Another argument against seeing this as a separation that occurs after the return of Christ is found in a careful reading of the last phrase in Romans 11:26, 26 The Deliverer will come out of Zion, And He will turn away ungodliness from Jacob. (Rom. 11:26)

Notice that The Deliverer is successful at turning ungodliness from Jacob (God always achieves His goals!). It doesn't imply only some Jews turn and other unbelieving ones remain to be culled after the Second Coming.

The persecution/tribulation is so intense that only Jewish believers remain after the Tribulation has run its course. This also explains why, in the Sheep and Goat Judgment (Matthew 25) we only find three groups: 1) sheep; 2) goats; 3) "my brethren." In the context of Matthew 25, "my brethren" are the believing Jews who survived the Tribulation, whereas the sheep and goats are Gentile in origin.

There is no mention of unbelieving Jews in this setting. This also implies Matthew 24:3 (the global gathering of His elect from among unbelievers) need not require Jewish unbelievers for fulfillment. It only requires believers—Jewish or otherwise—to be gathered from among unbelievers, in this case, unbelieving Gentiles: the goats of Matthew 25.

So, it boils down to how one understands the purging/refining passages leading to "all Israel" being saved? Does the purging take place as a single event following upon the Second Coming?

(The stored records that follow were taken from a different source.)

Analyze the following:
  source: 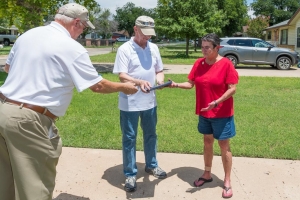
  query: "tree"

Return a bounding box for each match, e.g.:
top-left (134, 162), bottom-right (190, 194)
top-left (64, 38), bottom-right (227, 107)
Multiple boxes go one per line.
top-left (156, 0), bottom-right (228, 56)
top-left (0, 0), bottom-right (98, 32)
top-left (95, 9), bottom-right (111, 39)
top-left (114, 2), bottom-right (155, 36)
top-left (247, 16), bottom-right (269, 39)
top-left (218, 0), bottom-right (249, 36)
top-left (251, 0), bottom-right (300, 26)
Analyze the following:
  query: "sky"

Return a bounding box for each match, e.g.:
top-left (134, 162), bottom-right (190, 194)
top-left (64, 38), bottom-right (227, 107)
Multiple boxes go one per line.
top-left (96, 0), bottom-right (253, 14)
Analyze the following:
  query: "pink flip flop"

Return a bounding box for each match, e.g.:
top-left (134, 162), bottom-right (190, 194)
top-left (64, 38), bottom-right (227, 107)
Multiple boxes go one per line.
top-left (194, 177), bottom-right (213, 187)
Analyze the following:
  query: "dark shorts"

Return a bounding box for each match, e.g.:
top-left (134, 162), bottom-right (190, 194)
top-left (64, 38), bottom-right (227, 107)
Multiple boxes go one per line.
top-left (198, 116), bottom-right (235, 140)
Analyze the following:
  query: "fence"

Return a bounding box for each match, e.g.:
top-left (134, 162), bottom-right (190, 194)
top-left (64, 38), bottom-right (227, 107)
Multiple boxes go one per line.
top-left (76, 39), bottom-right (115, 47)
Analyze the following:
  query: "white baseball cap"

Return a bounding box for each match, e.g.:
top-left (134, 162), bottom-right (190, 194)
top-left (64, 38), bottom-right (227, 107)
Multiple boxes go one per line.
top-left (57, 3), bottom-right (95, 29)
top-left (135, 16), bottom-right (156, 36)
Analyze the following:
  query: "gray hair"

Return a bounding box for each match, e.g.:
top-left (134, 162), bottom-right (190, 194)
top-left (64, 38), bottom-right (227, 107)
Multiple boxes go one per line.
top-left (201, 33), bottom-right (221, 48)
top-left (54, 14), bottom-right (74, 24)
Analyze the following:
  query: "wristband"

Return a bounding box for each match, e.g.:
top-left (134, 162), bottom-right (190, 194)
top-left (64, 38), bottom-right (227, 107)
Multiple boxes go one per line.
top-left (214, 100), bottom-right (218, 108)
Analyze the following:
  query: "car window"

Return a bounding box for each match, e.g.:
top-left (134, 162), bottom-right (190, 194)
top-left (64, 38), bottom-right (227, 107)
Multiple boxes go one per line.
top-left (227, 40), bottom-right (234, 45)
top-left (234, 39), bottom-right (252, 47)
top-left (252, 40), bottom-right (272, 48)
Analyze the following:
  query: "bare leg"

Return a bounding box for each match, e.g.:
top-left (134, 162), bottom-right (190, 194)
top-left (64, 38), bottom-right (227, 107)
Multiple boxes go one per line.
top-left (219, 139), bottom-right (232, 197)
top-left (195, 134), bottom-right (214, 185)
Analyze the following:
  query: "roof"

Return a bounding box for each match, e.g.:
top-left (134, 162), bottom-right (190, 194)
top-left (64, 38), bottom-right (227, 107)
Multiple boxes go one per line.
top-left (264, 8), bottom-right (300, 30)
top-left (265, 19), bottom-right (290, 30)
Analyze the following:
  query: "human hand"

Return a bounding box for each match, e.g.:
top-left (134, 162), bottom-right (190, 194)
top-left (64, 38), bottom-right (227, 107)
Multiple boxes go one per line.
top-left (139, 80), bottom-right (151, 93)
top-left (168, 79), bottom-right (178, 88)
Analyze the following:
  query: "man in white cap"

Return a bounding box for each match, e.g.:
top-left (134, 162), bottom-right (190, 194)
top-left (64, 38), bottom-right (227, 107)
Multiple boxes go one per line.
top-left (0, 3), bottom-right (137, 200)
top-left (113, 16), bottom-right (167, 192)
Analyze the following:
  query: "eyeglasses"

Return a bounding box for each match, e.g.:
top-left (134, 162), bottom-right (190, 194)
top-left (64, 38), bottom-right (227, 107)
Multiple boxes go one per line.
top-left (80, 21), bottom-right (89, 31)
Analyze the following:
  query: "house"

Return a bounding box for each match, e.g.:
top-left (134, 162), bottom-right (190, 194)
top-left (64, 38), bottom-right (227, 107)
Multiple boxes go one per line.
top-left (265, 8), bottom-right (300, 51)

Or does it take place over time, as a process—corresponding with the time of Jacob's Trouble—ending with the arrival of Israel's Messiah?


1.Ref-0089, 1179
2.Ref-0219, 799


Ref-0089John MacArthur, The MacArthur Study Bible (Nashville: Word Publishing, 1997).
Ref-0219Arnold G. Fruchtenbaum, The Footsteps of the Messiah, rev. ed. (Tustin, CA: Ariel Ministries, 2003).